1. Our first agent-based evolutionary model

# 1.0. Our very first model

# 1. Goal

The goal of this section is to create our first agent-based evolutionary model in NetLogo. Being our first model, we will keep it simple; nonetheless, the model will already contain the four building blocks that define most models in agent-based evolutionary game theory, namely:

- a population of agents,
- a game that is recurrently played by the agents,
- an assignment rule, which determines how revision opportunities are assigned to agents, and
- a revision protocol, which specifies how individual agents update their (pure) strategies when they are given the opportunity to revise.

In particular, in our model the number of (individually-represented) agents in the population will be chosen by the user.

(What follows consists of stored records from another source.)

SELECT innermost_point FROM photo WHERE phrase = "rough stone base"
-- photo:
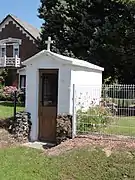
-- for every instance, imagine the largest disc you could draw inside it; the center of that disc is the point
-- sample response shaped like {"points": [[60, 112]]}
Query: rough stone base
{"points": [[20, 127]]}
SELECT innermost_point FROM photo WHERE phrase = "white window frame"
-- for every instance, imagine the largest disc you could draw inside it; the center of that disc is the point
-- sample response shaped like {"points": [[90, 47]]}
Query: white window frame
{"points": [[3, 46], [15, 46]]}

These agents will repeatedly play a symmetric 2-player 2-strategy game, each time with a randomly chosen counterpart. The payoffs of the game will be determined by the user. Agents will revise their strategy with a certain probability, also to be chosen by the user. The revision protocol these agents will use is called “imitate-if-better”, which dictates that a revising agent imitates the strategy of a randomly chosen player, if this player obtained a payoff greater than the revising agent’s.

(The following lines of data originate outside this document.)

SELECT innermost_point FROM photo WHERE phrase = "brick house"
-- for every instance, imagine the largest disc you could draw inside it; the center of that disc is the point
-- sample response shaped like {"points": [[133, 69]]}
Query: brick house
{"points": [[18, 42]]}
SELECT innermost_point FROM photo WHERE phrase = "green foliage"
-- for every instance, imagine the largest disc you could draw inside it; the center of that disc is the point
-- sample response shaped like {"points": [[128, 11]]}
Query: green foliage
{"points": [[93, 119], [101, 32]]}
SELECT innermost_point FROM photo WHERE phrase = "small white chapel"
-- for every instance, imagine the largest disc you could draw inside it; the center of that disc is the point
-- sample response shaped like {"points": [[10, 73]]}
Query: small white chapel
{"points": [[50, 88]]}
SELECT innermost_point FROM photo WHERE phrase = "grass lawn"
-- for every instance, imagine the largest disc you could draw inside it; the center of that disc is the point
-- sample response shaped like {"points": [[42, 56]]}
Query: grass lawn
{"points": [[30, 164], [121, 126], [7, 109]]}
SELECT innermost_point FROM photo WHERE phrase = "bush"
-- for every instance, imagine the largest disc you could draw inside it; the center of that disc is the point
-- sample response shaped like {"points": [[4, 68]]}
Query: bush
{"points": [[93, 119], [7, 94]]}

This fairly general model will allow us to explore a variety of specific questions, like the one we outline next.

# 2. Motivation. Cooperation in social dilemmas

There are many situations in life where we have the option to make a personal effort that will benefit others beyond the personal cost incurred. This type of behavior is often termed “to cooperate”, and can take a myriad forms: from paying your taxes, to inviting your friends over for a home-made dinner. All these situations, where cooperating involves a personal cost but creates net social value, exhibit the somewhat paradoxical feature that individuals would prefer not to pay the cost of cooperation, but everyone prefers the situation where everybody cooperates to the situation where no one does. Such counterintuitive characteristic is the defining feature of social dilemmas, and life is full of them (Dawes, 1980).

The essence of many social dilemmas can be captured by a simple 2-person game called the Prisoner’s Dilemma. In this game, the payoffs for the players are: if both cooperate, R (Reward); if both defect, P (Punishment); if one cooperates and the other defects, the cooperator obtains S (Sucker) and the defector obtains T (Temptation). The payoffs satisfy the condition T > R > P > S. Thus, in a Prisoner’s Dilemma, both players prefer mutual cooperation to mutual defection (R > P), but two motivations may drive players to behave uncooperatively: the temptation to exploit (T > R), and the fear to be exploited (P > S).

Let us see a concrete example of a Prisoner’s Dilemma. Imagine that you have $1000, which you may keep for yourself, or transfer to another person’s account. This other person faces the same decision: she can transfer her $1000 money to you, or else keep it. Crucially, whenever money is transferred, the money doubles, i.e. the recipient gets $2000.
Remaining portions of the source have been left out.